Une corrélation entre l’abandon scolaire et la pauvreté, concentrée dans les régions du nord-ouest et du centre-ouest, a été relevé dans le dernier rapport sur la carte de la pauvreté en Tunisie. « L’abandon scolaire est un phénomène dont les causes sont multiples et variées. La pauvreté est l’un des facteurs qui constituent un risque important de décrochage scolaire », note le rapport. Un constat préoccupant au regard du fait que 50% des enfants en Tunisie sont concernés par la pauvreté, selon l’ancienne ministre de la Femme, de Famille et de l’Enfance, Asma Shiri.

Pour Moez Chérif, la conjonction entre pauvreté, abandon scolaire et privation des droits élémentaires à la santé et aux loisirs poussent les enfants vers la rue et favorisent ainsi leur exploitation. « Ayant quitté l’école et dépourvus de ressources financières, certains se trouvent dans la rue momentanément pour travailler. D’autres, en dépit de leur famille, préfèrent trainer dans la rue synonyme pour eux de liberté sans contrôle parentale. Une autre catégorie d’enfants n’ont plus de soutien familial et sont devenus des SDF. Ils occupent les gares et les jardins publics de la capitale notamment », explique-t-il. Le représentant associatif déplore la défaillance de l’Etat envers ses obligations énoncées dans l’article 47 de la Constitution de 2014 concernant la garantie des droits les plus élémentaires à tous les enfants. «Il y a une disparité flagrante entre les régions dans l’octroi de ces droits. Certaines sont dépourvues d’un accès à une éducation de qualité, à la santé ou aux loisirs. Ceci constitue un terreau favorable à la mise en danger des enfants », dénonce-t-il.

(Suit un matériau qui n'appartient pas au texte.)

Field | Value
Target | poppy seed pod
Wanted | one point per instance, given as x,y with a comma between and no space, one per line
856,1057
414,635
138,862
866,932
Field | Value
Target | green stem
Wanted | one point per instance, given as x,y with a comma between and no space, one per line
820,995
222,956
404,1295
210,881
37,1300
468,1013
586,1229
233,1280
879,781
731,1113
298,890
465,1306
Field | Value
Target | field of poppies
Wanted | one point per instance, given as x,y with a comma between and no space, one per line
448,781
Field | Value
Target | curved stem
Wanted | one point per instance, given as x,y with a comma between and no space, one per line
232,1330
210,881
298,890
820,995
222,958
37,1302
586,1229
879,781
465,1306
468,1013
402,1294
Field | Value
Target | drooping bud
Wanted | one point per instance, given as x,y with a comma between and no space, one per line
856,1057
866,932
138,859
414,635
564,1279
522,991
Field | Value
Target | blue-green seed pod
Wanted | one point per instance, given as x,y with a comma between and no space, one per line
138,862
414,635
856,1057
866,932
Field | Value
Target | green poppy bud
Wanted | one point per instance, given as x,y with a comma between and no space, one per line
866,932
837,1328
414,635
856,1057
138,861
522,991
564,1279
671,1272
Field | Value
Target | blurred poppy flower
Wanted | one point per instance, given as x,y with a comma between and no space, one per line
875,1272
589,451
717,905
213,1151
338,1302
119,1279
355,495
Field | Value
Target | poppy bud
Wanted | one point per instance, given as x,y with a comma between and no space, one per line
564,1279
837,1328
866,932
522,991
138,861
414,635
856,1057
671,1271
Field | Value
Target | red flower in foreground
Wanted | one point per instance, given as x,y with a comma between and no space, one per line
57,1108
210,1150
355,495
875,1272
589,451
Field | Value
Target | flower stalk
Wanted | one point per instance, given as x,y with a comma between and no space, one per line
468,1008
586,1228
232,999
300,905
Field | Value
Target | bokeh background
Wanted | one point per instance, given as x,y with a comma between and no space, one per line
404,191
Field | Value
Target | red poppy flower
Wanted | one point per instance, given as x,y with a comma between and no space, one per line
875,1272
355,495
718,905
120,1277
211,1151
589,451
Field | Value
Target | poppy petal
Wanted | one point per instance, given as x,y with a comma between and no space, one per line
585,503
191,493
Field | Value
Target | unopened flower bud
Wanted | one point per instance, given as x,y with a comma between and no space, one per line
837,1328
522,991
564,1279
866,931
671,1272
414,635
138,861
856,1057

L’accès à la formation professionnelle, censée être une alternative après un décrochage scolaire, n’est pas non plus possible pour tous. Selon le rapport de l’Observatoire des droits de l’enfant, beaucoup d’enfants sont perdus de vue du système d’apprentissage. Ils ne poursuivent ni leurs études, ni une formation professionnelle. Et cette dernière reste essentiellement l’apanage des garçons. Ainsi, seulement 241 filles contre 623 garçons ont été diplômées en 2018 des centres de formation professionnelle et de l’emploi. Quel est le sort des autres filles ? Certaines se marient avant leurs 18 ans (3.3% des mariages en 2018) et même leurs 15 ans (1.5% des mariages en 2018), selon le rapport précité.

Parents démissionnaires

Qu’en est-il du rôle des parents ? Selon le rapport de l’INLTP, les principales causes du phénomène des sans-abris sont la décomposition familiale, les violences physiques et morales et l’absence d’un revenu fixe. Le délégué général de l’enfance, Mehyar Hammadi, dénonce, quant à lui, «des familles de plus en plus démissionnaires dans l’éducation de leurs enfants et qui les poussent vers la rue ».

C’est d’ailleurs l’institution familiale qui constitue la principale menace pour les enfants, selon le rapport de 2021 sur l’activité des délégués de l’enfance. Le nombre de signalements reçus par les délégués à l’enfance est passé de 15.202 en 2020 à 17.063 en 2021. 60% des signalements relatifs à d’éventuels dangers menaçant la petite enfance se produisent au sein des foyers familiaux. Les facteurs liés à l’abandon des enfants, le laisser aller et l’insouciance des parents face à leurs enfants déviants constituent la grande part de menaces contre les enfants (88%).

Mehyar Hammadi a indiqué que 27% des signalements dévoilent la négligence des parents dans l’éducation et la protection de leurs enfants. La maltraitance concerne 22% des cas, l’incapacité des parents ou du tuteur à prendre en charge son enfant (22%), l’exposition de l’enfant à la délinquance (9%), l’exploitation sexuelle des enfants (7%) et la perte du soutien familial (6%).

Plus de la moitié des signalements (53,34%) concernent les garçons contre 46,66% pour les filles, a-t-il ajouté, relevant que le plus grand nombre de signalements a été enregistré dans le Grand Tunis, suivi par le sud-ouest du pays.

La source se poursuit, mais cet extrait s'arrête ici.